Protein purification

The full-length UBR7 complementary DNA (cDNA) sequence, UBR domain alone, or PHD finger alone was cloned in a pDEST15 vector (GATEWAY cloning system, Invitrogen) and sequence verified. The protein used in in vitro assays were purified as described previously45. Briefly transformed cells were grown till 0.8 optical density (OD) and induced with 1 mM isopropyl β-d-1-thiogalactopyranoside (Sigma) at 20 °C for 16 h. The pellets were resuspended in lysis buffer and lysed mildly followed by glutathione sepharose beads binding and washing with wash buffer. The proteins were eluted and purified further to homogeneity via gel filtration chromatography using a Superdex75 column (GE Healthcare). CM derivative (H163S/H166S) were generated using a QuikChange site-directed mutagenesis kit (Stratagene) as per the standard protocol46.

Nucleosome isolation

Nucleosomes were prepared freshly from HeLa cells as described previously45. Briefly, the nuclear pellet from HeLa cells was digested with MNase (0.2 Units/µl; Sigma) and extracted with TE buffer for 1 h. The mononucleosome was separated via sucrose gradient (5–40%) ultracentrifugation using Sorvall WXUltra100 (Thermo Fischer Scientific) with AH650 rotor for 16 h at 207,203 × g. For further analysis, these fractions were pooled and concentrated.

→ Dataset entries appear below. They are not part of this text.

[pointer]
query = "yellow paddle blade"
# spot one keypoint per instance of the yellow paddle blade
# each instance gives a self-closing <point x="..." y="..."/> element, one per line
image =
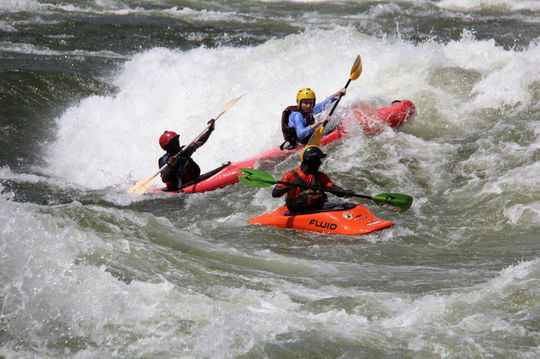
<point x="315" y="138"/>
<point x="356" y="70"/>
<point x="142" y="186"/>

In vitro ubiquitination assay

In vitro ubiquitination reactions were set up with purified UBR7-PHD, UBR7-WT, or UBR7-CM (H163S/H166S) as E3 enzymes and recombinant H2B, H2A/H2B dimer, core histones octamer, or purified nucleosome as a substrate using Ubiquitinylation kit (Cat #: BML-UW9920, Enzo Life Sciences) as per the manufacturer’s protocol. Briefly, the reaction was carried out in ubiquitinylation buffer containing 100 U/ml inorganic pyrophosphatase, 1 mM dithiothreitol (DTT), and 5 mM EDTA (negative control). 2.5 µM of ubiquitin (biotinylated) was incubated with 100 nM E1, 2.5 μM E2 (for UBR7, UbcH6 acts as the E2), 5 mM Mg-ATP, and 100 nM E3 along with 1 μM substrate at 37 °C for 1 h. The reaction was stopped, and trichloroacetic acid precipitation was performed and analyzed via western blotting with antibodies against H2BK120Ub, H2B, H2A, H3, and H4 antibodies.

Peptide pull-down assay

A peptide pull-down assay was performed as described previously45. Briefly, equivalent amounts of peptides and protein were incubated in immunoprecipitation (IP) buffer (50 mM Tris, pH 7.5, 150 mM NaCl, 0.05% NP-40, 1 mM DTT). The complex was pulled down with streptavidin beads, washed with the IP buffer, and eluted and analyzed using western blotting.

GST pull-down assay

GST and GST-fusion proteins were incubated with the recombinant histones H3, H4, H2A, and H2B at equimolar ratios in a IP buffer overnight as described previously45. The complex was pulled down with glutathione sepharose bead (GE Healthcare), washed with IP buffer, and analyzed using western blotting with specific antibodies. Ten percent of the histone proteins (H3, H4, H2A, and H2B) were used as inputs.

Co-immunoprecipitation

Cells were subjected to co-immunoprecipitation as delineated previously45. In brief, cells were lysed in lysis buffer (20 mM Tris pH 8.0, 150 mM NaCl, 1% NP-40, 0.5% sodium deoxycholate, 0.1% sodium dodecyl sulfate (SDS), 1 mM EDTA) and pulled down with specific antibodies or FLAG M2 beads, followed by washes with the lysis buffer. The immunoprecipitant was analyzed using western blotting. Ten percent of the lysate with which IP was set was used as the input.

RNA interference through lentiviral production

shRNA plasmids for UBR7 with pLKO.1-puro backbone (Sigma-Aldrich) were screened for efficient knockdown. Two of seven shRNAs were selected for subsequent experiments. Their sequences are as follows: UBR7-sh1 5′-CAGTGCACCCAGGGTTATTTG-3′ and UBR7-sh2–5′-GCTTAAAGCTAAGCAGCTTAT-3′. UBR7-sh1 targets the 3′-UTR of the gene, so the overexpression constructs were resistant to the shRNAs. HEK293T cells were plated at a density of 3 × 105 cells in 10-cm dishes. Eight micrograms of shRNA and packaging vectors were transfected into the cells as described previously47. Transduced cells were selected using puromycin (10 μg/ml; Sigma) for 3 days.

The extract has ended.